1. 04 Jul, 2018 19 commits
    • David S. Miller's avatar
      Merge branch 'Handle-multiple-received-packets-at-each-stage' · 2d1b1385
      David S. Miller authored
      Edward Cree says:
      
      ====================
      Handle multiple received packets at each stage
      
      This patch series adds the capability for the network stack to receive a
       list of packets and process them as a unit, rather than handling each
       packet singly in sequence.  This is done by factoring out the existing
       datapath code at each layer and wrapping it in list handling code.
      
      The motivation for this change is twofold:
      * Instruction cache locality.  Currently, running the entire network
        stack receive path on a packet involves more code than will fit in the
        lowest-level icache, meaning that when the next packet is handled, the
        code has to be reloaded from more distant caches.  By handling packets
        in "row-major order", we ensure that the code at each layer is hot for
        most of the list.  (There is a corresponding downside in _data_ cache
        locality, since we are now touching every packet at every layer, but in
        practice there is easily enough room in dcache to hold one cacheline of
        each of the 64 packets in a NAPI poll.)

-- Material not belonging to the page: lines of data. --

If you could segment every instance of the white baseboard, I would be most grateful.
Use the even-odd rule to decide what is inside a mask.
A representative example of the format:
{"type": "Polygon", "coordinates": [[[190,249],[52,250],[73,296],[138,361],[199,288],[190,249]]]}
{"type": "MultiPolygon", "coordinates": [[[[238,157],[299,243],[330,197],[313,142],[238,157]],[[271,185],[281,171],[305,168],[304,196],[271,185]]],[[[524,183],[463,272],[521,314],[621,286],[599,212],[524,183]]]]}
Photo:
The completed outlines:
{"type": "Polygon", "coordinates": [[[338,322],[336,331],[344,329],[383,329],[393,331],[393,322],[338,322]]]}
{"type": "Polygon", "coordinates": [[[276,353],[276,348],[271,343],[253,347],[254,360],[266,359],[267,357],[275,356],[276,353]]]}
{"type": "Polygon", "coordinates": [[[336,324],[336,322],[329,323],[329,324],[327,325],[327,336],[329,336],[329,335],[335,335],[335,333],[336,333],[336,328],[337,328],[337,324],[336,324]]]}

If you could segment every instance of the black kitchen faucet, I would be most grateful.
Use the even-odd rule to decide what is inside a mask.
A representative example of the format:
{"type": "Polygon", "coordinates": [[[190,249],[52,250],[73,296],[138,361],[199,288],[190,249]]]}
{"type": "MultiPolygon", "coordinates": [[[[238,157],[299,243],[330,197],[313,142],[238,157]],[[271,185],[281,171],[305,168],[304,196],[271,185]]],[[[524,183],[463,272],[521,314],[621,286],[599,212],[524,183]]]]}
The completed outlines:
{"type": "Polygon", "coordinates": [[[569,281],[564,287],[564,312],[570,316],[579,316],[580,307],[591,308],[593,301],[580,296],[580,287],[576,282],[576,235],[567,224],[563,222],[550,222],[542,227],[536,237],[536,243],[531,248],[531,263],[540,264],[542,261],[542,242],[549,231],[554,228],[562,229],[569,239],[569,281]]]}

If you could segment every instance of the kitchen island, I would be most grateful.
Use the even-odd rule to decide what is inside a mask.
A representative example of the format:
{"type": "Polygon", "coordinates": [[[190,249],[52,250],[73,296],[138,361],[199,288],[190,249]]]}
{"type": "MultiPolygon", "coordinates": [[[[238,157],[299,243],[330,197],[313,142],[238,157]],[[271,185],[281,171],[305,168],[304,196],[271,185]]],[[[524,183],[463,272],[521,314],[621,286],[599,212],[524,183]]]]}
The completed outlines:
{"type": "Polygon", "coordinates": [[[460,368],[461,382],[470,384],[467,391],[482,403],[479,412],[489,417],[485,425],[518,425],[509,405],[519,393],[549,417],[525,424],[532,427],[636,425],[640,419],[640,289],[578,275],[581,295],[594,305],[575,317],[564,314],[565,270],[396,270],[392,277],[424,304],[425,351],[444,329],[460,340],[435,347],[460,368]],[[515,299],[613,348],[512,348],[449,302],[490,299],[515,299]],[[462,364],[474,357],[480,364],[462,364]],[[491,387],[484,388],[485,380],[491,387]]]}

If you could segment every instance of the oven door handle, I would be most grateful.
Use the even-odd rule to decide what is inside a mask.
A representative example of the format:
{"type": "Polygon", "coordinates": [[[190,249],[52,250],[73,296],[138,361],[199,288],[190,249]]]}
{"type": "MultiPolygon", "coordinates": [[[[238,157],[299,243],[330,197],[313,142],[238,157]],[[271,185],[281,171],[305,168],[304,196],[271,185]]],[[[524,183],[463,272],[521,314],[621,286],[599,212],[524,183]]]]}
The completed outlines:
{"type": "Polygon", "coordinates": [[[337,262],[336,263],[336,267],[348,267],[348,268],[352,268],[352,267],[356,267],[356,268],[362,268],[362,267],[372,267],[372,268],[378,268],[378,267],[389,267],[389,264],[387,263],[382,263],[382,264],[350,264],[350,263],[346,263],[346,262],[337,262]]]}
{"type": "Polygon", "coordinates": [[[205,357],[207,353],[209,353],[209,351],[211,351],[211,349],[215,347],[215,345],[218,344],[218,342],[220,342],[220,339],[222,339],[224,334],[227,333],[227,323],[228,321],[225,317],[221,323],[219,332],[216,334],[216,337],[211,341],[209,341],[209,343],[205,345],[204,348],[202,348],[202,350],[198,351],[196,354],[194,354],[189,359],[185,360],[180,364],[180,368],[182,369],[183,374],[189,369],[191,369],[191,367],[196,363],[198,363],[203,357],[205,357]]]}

      * Reduction of indirect calls.  Owing to Spectre mitigations, indirect
        function calls are now more expensive than ever; they are also heavily
        used in the network stack's architecture (see [1]).  By replacing 64
        indirect calls to the next-layer per-packet function with a single
        indirect call to the next-layer list function, we can save CPU cycles.
      
      Drivers pass an SKB list to the stack at the end of the NAPI poll; this
       gives a natural batch size (the NAPI poll weight) and avoids waiting at
       the software level for further packets to make a larger batch (which
       would add latency).  It also means that the batch size is automatically
       tuned by the existing interrupt moderation mechanism.
      The stack then runs each layer of processing over all the packets in the
       list before proceeding to the next layer.  Where the 'next layer' (or
       the context in which it must run) differs among the packets, the stack
       splits the list; this 'late demux' means that packets which differ only
       in later headers (e.g. same L2/L3 but different L4) can traverse the
       early part of the stack together.
      Also, where the next layer is not (yet) list-aware, the stack can revert
       to calling the rest of the stack in a loop; this allows gradual/creeping
       listification, with no 'flag day' patch needed to listify everything.
      
      Patches 1-2 simply place received packets on a list during the event
       processing loop on the sfc EF10 architecture, then call the normal stack
       for each packet singly at the end of the NAPI poll.  (Analogues of patch
       #2 for other NIC drivers should be fairly straightforward.)
      Patches 3-9 extend the list processing as far as the IP receive handler.
      
      Patches 1-2 alone give about a 10% improvement in packet rate in the
       baseline test; adding patches 3-9 raises this to around 25%.
      
      Performance measurements were made with NetPerf UDP_STREAM, using 1-byte
       packets and a single core to handle interrupts on the RX side; this was
       in order to measure as simply as possible the packet rate handled by a
       single core.  Figures are in Mbit/s; divide by 8 to obtain Mpps.  The
       setup was tuned for maximum reproducibility, rather than raw performance.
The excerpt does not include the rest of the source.